Caption: Bupati Jombang, Mundjidah Wahab, saat memaparkan soal stunting di Gedung Bung Tomo Pemkab Jombang. (Doc: Humas Pemkab Jombang)

Satukanal.com, Kabupaten Jombang – Pemerintah Kabupaten (Pemkab) Jombang melalui Dinas Pengendalian Penduduk Keluarga Berencana dan Pemberdayaan Perempuan Perlindungan Anak mengadakan Pencanangan Zero Stunting di Kabupaten Jombang.

Pencanangan zero stunting ini dilakukan oleh Bupati Jombang Mundjidah Wahab di Ruang Bung Tomo, Rabu (29/6/2022). Kegiatan pencanangan ini sekaligus dalam rangka memperingati Hari Keluarga Nasional ke-29 tahun 2022.

Dalam sambutannya, Mundjidah mengajak seluruh stakeholder di Kabupaten Jombang termasuk PKK, jajaran Puskesmas, dan segenap Ormas untuk berkolaborasi dan bersinergi mendukung percepatan zero stunting di Kota Santri.

“Target kita harus jelas, kapan kita harus zero stunting, yang tentu saja ditindaklanjuti dengan implementasi rencana aksi nyata,” ujar Mundjidah.

Baca Juga :  Harga Tabung Gas LPG Non Subsidi Naik, Agen Kena Dampak

Pada momen pencanangan zero stunting ini, Mundjidah memberikan apresiasi kepada seluruh stakeholder terkait, terutama Penyuluh Keluarga Berencana (PKB) yang kegiatannya langsung menyentuh masyarakat melalui program komunikasi, informasi dan edukasi (KIE).

Melalui KIE yang berkualitas, kata Mundjidah, diyakini akan mempercepat diterimanya konsep keluarga kecil yang berketahanan atau berkualitas.

Jika setiap keluarga mempunyai ketahanan yang tangguh dan berkualitas, maka diharapkan akan lahir generasi-generasi yang sehat, cerdas, berkarakter, dan berdaya saing.

Terkait permasalahan stunting, Mundjidah menyebut diperlukan cara baru yang lebih kolaboratif dan berkesinambungan dari hulu hingga hilir.

Baca Juga :  Lockdown Kandang, Langkah Antisipasi Putus Mata Rantai PMK di Jombang 

“Membekali para calon pengantin menjadi hal yang penting. Stunting bisa dicegah dengan cara menyiapkan calon keluarga secara tepat, keluarga diajak sadar stunting sejak dini,” kata dia.
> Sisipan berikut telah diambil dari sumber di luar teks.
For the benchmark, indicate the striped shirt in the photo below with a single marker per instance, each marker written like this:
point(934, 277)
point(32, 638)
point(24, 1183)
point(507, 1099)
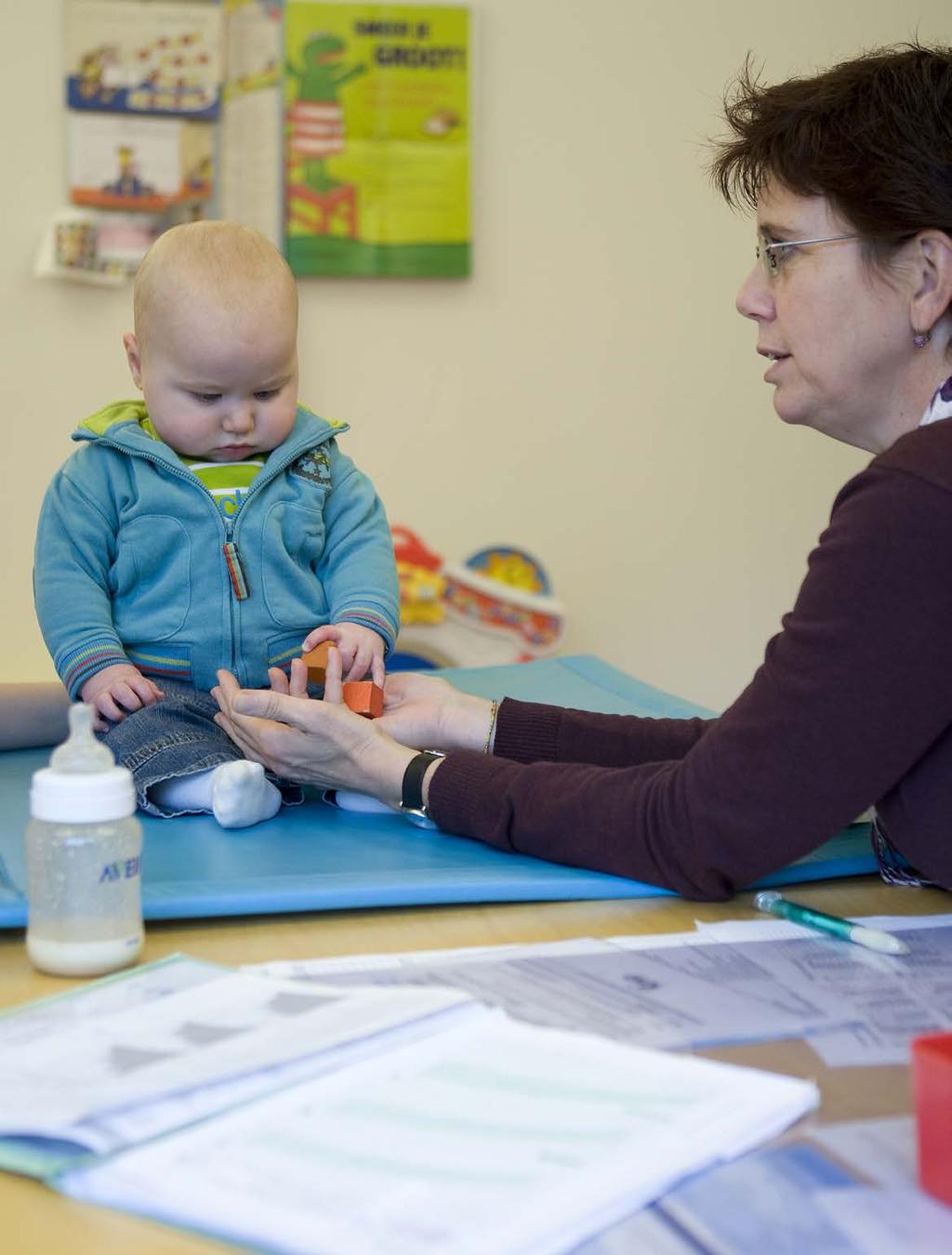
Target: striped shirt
point(227, 482)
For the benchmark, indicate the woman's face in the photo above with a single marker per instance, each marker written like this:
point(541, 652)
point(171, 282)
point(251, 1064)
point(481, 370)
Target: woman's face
point(837, 333)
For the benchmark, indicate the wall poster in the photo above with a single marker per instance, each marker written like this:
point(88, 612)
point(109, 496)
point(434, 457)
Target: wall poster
point(377, 135)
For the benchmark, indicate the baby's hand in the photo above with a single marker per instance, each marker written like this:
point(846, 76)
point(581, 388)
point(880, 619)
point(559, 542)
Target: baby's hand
point(362, 649)
point(115, 692)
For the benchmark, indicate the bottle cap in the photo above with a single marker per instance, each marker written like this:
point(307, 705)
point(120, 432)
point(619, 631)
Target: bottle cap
point(82, 785)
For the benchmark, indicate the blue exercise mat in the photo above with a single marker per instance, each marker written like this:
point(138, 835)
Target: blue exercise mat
point(313, 857)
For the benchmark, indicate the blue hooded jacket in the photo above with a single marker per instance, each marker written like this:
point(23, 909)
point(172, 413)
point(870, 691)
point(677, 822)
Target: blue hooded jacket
point(137, 563)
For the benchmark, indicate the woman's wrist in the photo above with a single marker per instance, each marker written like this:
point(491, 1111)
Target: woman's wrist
point(469, 724)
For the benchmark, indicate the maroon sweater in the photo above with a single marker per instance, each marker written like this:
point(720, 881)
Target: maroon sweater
point(851, 707)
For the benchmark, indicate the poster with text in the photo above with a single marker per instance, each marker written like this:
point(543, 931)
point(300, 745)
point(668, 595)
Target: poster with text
point(377, 135)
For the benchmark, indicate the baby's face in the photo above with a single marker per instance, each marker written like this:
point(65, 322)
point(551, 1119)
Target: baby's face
point(219, 387)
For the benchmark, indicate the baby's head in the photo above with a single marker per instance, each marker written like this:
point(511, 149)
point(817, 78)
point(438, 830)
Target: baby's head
point(215, 347)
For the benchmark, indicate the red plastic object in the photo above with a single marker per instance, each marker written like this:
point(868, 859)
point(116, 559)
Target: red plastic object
point(364, 698)
point(932, 1089)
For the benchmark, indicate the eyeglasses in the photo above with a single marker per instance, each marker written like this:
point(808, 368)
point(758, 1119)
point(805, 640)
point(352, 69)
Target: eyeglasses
point(773, 255)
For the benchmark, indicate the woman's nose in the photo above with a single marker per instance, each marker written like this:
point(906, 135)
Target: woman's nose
point(755, 297)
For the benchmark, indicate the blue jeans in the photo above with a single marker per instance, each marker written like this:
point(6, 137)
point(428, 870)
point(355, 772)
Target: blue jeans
point(177, 735)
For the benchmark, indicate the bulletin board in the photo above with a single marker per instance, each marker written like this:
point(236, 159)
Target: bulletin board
point(338, 131)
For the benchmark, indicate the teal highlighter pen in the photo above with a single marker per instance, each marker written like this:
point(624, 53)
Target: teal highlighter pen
point(872, 939)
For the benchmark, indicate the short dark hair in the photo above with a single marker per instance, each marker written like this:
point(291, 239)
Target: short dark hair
point(872, 135)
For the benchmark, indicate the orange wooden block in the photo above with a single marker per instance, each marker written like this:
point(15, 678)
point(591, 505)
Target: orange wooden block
point(316, 662)
point(364, 698)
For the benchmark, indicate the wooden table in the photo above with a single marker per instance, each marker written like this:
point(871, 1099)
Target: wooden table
point(38, 1222)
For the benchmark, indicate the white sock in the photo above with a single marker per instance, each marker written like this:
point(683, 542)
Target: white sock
point(236, 793)
point(184, 792)
point(243, 796)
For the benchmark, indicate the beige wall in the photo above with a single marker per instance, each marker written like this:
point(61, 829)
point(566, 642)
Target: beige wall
point(588, 394)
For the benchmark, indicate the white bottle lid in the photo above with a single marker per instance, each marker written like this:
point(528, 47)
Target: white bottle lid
point(82, 785)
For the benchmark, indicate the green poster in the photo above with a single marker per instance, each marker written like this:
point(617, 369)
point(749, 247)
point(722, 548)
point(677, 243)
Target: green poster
point(377, 158)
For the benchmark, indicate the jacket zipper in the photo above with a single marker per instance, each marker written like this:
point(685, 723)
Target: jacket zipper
point(230, 527)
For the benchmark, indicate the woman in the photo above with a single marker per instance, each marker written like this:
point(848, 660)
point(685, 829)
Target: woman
point(851, 176)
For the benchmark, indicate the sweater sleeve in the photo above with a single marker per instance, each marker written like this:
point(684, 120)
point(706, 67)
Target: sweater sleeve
point(851, 694)
point(527, 732)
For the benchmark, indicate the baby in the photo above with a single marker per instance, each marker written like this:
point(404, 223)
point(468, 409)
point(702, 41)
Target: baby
point(214, 524)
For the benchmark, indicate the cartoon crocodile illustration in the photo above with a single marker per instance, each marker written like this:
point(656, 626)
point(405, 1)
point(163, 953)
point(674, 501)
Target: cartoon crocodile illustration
point(319, 83)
Cara ini diharapkan dapat menurunkan prevalensi stunting secara radikal dari 26,2 persen pada 2019 menjadi 14 persen pada 2024 mendatang, dan benar-benar menghilangkan stunting baru (zero stunting) mulai tahun 2023.

“Segenap pemangku kepentingan di Kabupaten Jombang saya harapkan memastikan diri siap berkolaborasi menjemput era baru tanpa stunting, dengan bekerja tim secara efektif,” bebernya.